Karl RAHNER, Worte ins Schweigen, Innsbruck-Leipzig, Verlag Felizian Rauch, 1940 (1938), 45 s, trad. J.-B. Lecuit :
Lors du Baptême, Père, tu as prononcé ta Parole à travers mon être, la Parole qui était avant toutes choses, plus réelle qu’elles, et en qui toute réalité et toute vie peuvent exister durablement. Cette Parole, en qui seule est la vie, est par ton action, Dieu de la grâce, devenue mon expérience. L’esprit ne s’en lasse jamais, car elle est une et pourtant infinie ; elle ne séjourne jamais trop longtemps dans mon esprit, comme si elle pouvait devenir ennuyeuse du fait qu’elle est éternelle, et ainsi elle tire mon esprit même du changement perpétuel et de l’inconstance pour l’élever au calme et joyeux repos de la possession toujours ancienne et toujours nouvelle de tout en un. Ta Parole et ta Sagesse est en moi, non /46/ parce que je te connais par ma faculté de comprendre, mais parce que je suis connu de toi comme ton fils et ton ami. Encore faut-il que cette Parole, qui, née de ton cœur de même nature que toi, fut prononcée à l’intérieur de mon cœur, soit interprétée pour moi par la parole extérieure, qui est accueillie dans la foi par l’écoute. Ta parole de vie m’est encore obscure ; depuis les ultimes profondeurs de mon cœur, dans lesquelles tu l’as prononcée, elle retentit encore, mais faiblement et comme en un écho lointain, jusqu’aux premiers plans de ma vie consciente, où mon savoir s’installe, le savoir qui engendre la morosité et le tourment spirituel, et en fin de compte l’amère expérience qu’il tombe dans l’oubli et mérite l’oubli, car il ne débouche jamais sur l’unité et la vie.

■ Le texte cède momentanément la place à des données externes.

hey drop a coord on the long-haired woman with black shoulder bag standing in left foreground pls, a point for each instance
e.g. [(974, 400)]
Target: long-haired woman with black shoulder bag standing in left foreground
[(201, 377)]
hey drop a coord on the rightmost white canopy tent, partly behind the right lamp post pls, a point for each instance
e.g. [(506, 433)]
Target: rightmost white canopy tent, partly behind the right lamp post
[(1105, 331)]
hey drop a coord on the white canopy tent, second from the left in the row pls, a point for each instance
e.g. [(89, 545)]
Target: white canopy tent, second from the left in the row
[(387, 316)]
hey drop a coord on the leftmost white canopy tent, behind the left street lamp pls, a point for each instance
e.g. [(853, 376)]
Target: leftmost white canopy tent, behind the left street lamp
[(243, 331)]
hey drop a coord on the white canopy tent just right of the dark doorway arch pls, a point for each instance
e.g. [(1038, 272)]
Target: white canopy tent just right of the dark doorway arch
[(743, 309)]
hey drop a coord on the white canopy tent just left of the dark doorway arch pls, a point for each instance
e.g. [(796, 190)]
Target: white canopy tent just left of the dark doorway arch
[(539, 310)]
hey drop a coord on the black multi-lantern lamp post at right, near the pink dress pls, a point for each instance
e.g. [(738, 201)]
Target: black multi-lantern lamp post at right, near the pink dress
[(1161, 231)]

Et pourtant, derrière toute cette peine et ce tourment spirituel, un autre “savoir” est déjà en moi, réalité pleine de grâce : ta parole et ta lumière éternelle.

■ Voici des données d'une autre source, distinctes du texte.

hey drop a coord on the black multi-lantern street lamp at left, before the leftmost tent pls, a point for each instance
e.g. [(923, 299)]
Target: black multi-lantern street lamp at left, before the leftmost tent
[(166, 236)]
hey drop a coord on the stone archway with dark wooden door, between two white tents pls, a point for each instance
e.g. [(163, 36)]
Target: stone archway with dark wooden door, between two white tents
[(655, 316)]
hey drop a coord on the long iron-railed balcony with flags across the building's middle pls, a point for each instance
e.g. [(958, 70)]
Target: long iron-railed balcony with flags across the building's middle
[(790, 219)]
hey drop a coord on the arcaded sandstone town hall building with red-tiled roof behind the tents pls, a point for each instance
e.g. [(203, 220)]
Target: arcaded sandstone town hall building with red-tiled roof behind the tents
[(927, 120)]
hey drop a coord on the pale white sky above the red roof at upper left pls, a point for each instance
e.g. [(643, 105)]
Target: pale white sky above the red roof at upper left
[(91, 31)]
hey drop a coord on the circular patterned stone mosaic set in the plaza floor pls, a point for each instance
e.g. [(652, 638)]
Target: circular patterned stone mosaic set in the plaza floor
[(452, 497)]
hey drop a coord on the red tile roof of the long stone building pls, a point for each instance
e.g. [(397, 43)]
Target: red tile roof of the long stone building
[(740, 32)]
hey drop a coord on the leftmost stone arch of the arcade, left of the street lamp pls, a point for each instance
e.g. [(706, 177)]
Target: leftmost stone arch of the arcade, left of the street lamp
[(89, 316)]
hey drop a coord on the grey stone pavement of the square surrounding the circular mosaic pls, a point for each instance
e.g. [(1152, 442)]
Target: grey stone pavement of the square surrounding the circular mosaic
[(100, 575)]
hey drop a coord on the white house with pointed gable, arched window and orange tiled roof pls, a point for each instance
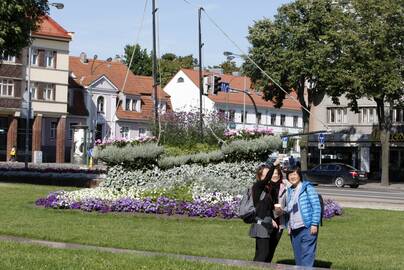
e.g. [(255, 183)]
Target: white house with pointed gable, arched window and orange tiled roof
[(119, 103)]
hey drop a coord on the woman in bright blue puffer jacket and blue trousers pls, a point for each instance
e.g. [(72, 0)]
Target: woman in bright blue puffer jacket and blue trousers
[(303, 207)]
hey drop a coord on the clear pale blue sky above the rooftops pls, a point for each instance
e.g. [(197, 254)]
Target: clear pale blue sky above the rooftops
[(105, 27)]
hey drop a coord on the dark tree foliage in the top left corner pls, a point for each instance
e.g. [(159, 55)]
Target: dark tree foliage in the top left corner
[(17, 19)]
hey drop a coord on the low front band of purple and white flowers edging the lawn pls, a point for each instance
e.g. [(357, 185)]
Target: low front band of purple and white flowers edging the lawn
[(106, 200)]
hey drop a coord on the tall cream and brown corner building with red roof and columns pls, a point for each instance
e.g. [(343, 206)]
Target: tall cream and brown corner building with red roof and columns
[(47, 73)]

Grandis en moi, rayonne en moi toujours plus, illumine-moi, lumière éternelle, douce lumière de l’âme. Retentis en moi de façon toujours plus audible, Parole du Père, Parole de l’amour, Jésus. Tu as dit que tu nous as tous révélé ce que tu as entendu du Père. Ta Parole est véridique. Car ce que tu as entendu du Père, tu l’es toi-même, Parole /47/ du Père, qui se connaît elle-même et connaît le Père. Et tu es mienne, toi Parole au-dessus de toutes les paroles humaines, toi Lumière, devant laquelle toute lumière terrestre se fait nuit. Toi seul, tu dois m’éclairer, toi seul me parler. Tout ce que je sais d’autre et que j’ai appris, ne doit m’être rien d’autre qu’une escorte vers toi ; tout ce savoir, dans la souffrance qu’il me cause, d’après la parole de ton sage, doit me préparer à te comprendre toujours mieux. Quand il aura produit cet effet, il pourra à nouveau tomber dans l’oubli.
Alors tu seras la dernière Parole, la seule qui demeure et que l’on n’oublie jamais. Alors, quand dans la mort tout fera silence et que seront achevés mon apprentissage et ma souffrance. Alors commencera le grand silence, dans lequel toi seul retentis, toi Parole d’éternité en éternité. Alors toutes les paroles humaines se seront tues ; être et savoir, connaître et expérimenter seront devenus la même chose : “je connaîtrai comme je suis connu” [1 Co 13, 12], je comprendrai ce que tu m’as toujours dit : toi-même. Aucune parole humaine, aucune image et aucun concept ne se tiendront plus entre moi et toi, toi-même seras l’unique parole de jubilation de l’amour et de la vie, qui remplira tous les espaces de mon âme.